Large Las Vegas developer seeks to renegotiate loans

The flagging Southern Nevada real estate market is giving major headaches to developers large and small. The overbuilt housing environment and the mortgage industry woes as one-two punch are putting tremendous pressure on them as they look for ways to survive. It's actually somewhat of a surprise that so many of them have hung in there this long.

Focus Property Group is one of the bigger developers in the Las Vegas valley and it recently announced that it'll cease making interest payments on several loans totaling $500 million. The debt is secured by land located in Las Vegas, Pahrump and Victorville, CA. The company is well-known in the area for actively buying vast tracts of land in the Bureau of Land Management auctions, often persistently outbidding the competition.

Focus relied on hard money lenders to finance the land acquisitions, firms that get funds from private investors and then lend that to developers on short-term basis and usually at interest rates in double-digits. In a market downturn like now, this type of financing quickly becomes harder to satisfy than the usual mainstream arrangements.

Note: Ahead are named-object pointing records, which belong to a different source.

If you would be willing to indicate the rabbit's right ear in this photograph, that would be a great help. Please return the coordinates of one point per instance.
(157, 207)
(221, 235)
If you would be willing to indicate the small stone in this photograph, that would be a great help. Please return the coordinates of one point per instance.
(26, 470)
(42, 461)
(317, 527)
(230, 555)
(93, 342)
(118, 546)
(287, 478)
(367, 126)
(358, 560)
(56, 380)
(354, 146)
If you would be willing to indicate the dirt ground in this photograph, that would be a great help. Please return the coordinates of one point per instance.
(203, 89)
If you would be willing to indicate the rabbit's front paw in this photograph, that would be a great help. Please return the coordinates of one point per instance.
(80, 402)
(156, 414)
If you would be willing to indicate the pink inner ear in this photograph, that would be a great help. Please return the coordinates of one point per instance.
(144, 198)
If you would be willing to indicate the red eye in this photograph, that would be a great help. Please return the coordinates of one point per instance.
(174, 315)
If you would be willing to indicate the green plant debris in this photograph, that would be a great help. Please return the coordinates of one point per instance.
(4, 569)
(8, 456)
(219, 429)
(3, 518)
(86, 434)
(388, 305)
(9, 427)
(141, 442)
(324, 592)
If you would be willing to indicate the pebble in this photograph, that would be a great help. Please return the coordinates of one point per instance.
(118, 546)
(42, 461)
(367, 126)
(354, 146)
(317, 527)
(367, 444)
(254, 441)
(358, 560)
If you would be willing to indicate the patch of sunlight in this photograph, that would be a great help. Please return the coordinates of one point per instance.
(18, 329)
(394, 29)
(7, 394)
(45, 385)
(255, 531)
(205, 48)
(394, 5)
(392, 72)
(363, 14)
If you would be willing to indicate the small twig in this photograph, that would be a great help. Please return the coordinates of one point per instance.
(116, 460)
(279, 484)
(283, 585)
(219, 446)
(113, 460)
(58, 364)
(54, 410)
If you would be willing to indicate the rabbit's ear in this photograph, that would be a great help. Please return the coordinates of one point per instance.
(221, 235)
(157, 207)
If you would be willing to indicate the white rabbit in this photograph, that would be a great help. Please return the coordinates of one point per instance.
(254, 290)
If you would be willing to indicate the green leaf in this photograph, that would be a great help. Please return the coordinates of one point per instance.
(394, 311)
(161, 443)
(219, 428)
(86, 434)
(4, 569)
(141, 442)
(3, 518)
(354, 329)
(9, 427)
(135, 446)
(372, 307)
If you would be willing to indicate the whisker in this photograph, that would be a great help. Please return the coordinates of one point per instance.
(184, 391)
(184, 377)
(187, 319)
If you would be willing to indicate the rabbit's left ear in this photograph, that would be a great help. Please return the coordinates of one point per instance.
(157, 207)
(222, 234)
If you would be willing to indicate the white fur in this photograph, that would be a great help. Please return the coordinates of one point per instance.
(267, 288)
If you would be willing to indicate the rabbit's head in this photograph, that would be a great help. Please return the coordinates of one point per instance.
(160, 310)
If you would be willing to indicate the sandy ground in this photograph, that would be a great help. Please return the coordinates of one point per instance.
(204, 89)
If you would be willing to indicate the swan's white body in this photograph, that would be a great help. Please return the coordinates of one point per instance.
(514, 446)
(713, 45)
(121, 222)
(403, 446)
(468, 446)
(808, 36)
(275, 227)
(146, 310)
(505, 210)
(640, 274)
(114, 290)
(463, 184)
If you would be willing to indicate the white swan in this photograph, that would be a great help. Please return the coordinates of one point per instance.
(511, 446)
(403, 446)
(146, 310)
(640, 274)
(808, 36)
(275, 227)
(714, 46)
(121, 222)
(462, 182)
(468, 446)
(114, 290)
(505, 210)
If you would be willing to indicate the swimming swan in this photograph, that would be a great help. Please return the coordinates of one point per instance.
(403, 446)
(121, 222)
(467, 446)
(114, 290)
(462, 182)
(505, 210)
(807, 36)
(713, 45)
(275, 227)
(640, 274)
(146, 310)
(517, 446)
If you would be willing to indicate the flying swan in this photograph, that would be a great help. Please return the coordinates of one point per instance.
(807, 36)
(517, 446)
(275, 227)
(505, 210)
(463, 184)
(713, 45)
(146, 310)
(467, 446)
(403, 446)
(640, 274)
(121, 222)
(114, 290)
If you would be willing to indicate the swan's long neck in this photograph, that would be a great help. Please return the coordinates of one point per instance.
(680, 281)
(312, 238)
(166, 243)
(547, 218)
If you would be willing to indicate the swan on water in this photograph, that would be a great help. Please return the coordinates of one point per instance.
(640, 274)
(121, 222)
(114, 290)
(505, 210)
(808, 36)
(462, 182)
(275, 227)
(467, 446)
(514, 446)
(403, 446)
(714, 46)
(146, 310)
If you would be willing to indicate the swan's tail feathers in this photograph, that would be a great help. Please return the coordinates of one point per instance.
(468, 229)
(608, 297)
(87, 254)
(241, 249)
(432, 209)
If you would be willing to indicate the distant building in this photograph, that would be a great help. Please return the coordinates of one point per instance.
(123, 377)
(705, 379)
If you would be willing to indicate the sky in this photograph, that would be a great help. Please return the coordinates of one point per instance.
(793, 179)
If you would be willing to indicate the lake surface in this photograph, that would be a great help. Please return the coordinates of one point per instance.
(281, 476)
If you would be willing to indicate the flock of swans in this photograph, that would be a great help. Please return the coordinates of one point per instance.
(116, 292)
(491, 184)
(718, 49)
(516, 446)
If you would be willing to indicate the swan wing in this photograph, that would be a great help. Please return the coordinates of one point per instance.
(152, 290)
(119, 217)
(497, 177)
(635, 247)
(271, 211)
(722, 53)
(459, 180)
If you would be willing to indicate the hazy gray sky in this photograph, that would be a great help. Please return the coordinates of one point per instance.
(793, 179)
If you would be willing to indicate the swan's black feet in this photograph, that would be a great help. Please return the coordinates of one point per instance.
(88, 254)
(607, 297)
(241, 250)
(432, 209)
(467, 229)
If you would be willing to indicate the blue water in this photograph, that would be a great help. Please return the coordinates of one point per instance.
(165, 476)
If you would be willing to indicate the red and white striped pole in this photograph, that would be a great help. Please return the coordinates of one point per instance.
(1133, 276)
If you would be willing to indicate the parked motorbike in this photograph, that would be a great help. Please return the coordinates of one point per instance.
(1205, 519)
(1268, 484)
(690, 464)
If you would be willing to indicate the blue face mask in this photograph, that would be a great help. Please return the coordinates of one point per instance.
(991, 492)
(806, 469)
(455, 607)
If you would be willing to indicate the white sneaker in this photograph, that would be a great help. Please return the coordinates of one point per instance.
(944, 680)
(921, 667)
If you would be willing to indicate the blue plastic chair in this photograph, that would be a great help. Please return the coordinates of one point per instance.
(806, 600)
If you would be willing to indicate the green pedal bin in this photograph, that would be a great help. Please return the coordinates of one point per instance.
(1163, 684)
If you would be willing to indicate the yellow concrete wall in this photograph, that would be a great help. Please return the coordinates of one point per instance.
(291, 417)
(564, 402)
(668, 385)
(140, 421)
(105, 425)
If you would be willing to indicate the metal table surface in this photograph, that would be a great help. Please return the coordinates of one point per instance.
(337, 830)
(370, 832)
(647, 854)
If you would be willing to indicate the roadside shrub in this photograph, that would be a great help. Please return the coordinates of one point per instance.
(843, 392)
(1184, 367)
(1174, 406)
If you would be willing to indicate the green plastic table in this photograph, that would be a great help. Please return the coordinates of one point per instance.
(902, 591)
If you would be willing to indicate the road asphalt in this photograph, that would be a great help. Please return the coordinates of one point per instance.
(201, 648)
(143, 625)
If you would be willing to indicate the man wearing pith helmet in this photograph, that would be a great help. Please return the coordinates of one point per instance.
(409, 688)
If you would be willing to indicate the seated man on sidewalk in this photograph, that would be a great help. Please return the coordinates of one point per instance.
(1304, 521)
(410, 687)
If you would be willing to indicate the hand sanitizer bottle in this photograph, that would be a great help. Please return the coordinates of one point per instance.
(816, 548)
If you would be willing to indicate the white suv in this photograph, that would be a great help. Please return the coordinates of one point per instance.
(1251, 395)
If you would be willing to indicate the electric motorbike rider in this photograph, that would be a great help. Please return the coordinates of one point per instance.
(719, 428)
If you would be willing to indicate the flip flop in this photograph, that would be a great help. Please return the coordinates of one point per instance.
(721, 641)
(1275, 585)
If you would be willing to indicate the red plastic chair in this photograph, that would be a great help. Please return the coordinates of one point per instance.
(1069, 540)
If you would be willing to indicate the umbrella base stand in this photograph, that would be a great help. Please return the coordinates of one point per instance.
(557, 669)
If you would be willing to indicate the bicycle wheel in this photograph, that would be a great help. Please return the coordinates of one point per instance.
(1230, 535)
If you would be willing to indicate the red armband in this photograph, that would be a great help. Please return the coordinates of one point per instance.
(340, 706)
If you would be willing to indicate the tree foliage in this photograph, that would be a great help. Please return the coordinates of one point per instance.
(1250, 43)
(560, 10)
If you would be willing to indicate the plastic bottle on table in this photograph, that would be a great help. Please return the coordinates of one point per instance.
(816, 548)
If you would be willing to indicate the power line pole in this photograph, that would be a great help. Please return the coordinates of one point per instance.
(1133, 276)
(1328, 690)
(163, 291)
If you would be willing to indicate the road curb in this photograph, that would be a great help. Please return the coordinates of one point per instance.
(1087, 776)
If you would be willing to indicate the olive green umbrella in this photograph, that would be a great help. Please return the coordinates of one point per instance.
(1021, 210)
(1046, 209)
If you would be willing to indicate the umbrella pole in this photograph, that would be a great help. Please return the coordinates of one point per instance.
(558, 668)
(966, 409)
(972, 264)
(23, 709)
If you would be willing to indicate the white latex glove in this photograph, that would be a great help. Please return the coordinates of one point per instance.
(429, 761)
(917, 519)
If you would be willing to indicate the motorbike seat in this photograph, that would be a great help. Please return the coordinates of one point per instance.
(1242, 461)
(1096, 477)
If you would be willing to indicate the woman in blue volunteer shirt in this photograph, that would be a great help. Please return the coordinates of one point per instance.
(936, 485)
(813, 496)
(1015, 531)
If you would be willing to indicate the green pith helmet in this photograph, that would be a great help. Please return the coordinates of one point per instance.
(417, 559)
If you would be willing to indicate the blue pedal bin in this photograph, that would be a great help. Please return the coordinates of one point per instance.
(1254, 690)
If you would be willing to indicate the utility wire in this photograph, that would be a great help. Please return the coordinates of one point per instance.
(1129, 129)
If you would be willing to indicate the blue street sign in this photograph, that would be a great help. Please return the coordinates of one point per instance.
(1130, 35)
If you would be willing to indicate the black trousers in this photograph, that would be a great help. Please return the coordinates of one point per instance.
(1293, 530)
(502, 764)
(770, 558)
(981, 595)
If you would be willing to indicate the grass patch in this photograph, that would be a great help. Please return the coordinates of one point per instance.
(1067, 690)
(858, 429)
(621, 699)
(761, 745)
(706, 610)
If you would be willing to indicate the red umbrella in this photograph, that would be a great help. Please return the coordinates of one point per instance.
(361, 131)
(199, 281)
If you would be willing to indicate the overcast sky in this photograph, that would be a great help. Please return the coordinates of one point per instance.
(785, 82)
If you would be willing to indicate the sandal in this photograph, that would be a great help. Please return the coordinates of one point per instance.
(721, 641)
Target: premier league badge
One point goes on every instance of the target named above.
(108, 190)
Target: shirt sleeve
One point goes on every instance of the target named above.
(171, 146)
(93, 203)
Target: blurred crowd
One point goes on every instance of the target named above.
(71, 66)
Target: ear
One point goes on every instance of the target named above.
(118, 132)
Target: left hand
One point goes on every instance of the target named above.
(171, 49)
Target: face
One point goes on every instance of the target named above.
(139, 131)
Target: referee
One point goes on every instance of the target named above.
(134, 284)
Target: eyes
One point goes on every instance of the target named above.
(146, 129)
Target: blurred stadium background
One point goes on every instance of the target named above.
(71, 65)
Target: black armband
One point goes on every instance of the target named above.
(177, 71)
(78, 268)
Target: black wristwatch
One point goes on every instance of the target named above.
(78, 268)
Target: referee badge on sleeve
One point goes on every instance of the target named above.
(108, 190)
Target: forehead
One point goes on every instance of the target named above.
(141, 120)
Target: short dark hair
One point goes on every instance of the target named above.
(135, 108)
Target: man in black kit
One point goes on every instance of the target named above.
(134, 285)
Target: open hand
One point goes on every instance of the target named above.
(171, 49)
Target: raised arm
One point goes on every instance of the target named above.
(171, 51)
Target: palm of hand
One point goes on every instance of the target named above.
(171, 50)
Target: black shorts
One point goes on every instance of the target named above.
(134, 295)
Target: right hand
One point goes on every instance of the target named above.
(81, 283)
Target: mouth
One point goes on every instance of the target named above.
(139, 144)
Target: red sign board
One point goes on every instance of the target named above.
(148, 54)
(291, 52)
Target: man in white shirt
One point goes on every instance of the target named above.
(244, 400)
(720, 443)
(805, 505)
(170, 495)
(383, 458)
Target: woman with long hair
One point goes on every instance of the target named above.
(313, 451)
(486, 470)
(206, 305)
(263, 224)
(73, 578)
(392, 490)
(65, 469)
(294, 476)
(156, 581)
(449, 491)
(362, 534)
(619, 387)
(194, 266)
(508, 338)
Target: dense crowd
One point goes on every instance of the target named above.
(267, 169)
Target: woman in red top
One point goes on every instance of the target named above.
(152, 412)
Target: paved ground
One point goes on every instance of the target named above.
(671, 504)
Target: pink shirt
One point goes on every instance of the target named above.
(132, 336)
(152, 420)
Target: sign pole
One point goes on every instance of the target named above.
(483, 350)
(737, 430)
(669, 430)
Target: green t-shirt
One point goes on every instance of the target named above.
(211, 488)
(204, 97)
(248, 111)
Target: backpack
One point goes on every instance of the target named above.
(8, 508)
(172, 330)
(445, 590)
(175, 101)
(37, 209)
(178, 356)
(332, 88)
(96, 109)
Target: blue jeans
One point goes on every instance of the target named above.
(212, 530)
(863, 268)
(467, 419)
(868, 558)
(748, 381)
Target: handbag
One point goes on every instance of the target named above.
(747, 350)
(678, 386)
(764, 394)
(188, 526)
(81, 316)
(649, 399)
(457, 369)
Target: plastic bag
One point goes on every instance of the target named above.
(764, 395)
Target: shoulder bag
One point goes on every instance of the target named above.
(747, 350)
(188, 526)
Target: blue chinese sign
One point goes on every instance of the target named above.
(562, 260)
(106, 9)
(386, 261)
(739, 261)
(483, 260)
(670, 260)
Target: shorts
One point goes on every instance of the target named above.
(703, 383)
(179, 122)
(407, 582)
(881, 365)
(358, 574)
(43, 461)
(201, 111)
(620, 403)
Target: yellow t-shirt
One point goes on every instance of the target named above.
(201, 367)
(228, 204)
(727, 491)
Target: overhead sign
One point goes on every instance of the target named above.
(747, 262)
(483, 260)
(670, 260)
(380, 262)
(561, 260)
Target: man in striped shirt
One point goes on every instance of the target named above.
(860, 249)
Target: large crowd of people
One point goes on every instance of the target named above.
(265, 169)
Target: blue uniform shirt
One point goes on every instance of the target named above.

The developer has hired the Blackstone Group to advise it on restructuring the multiple obligations and it's not planning to file for bankruptcy. For one it's hoping for forbearance on the interest payments for up to two years. It's also gazing into the future and sees that the real estate and mortgage chaos will likely pass in a few years and the Las Vegas market will predictably become viable again. That assessment certainly has many backers in the local business community. The promising future here might convince its lenders to work out a mutually acceptable solution to the debt dilemma.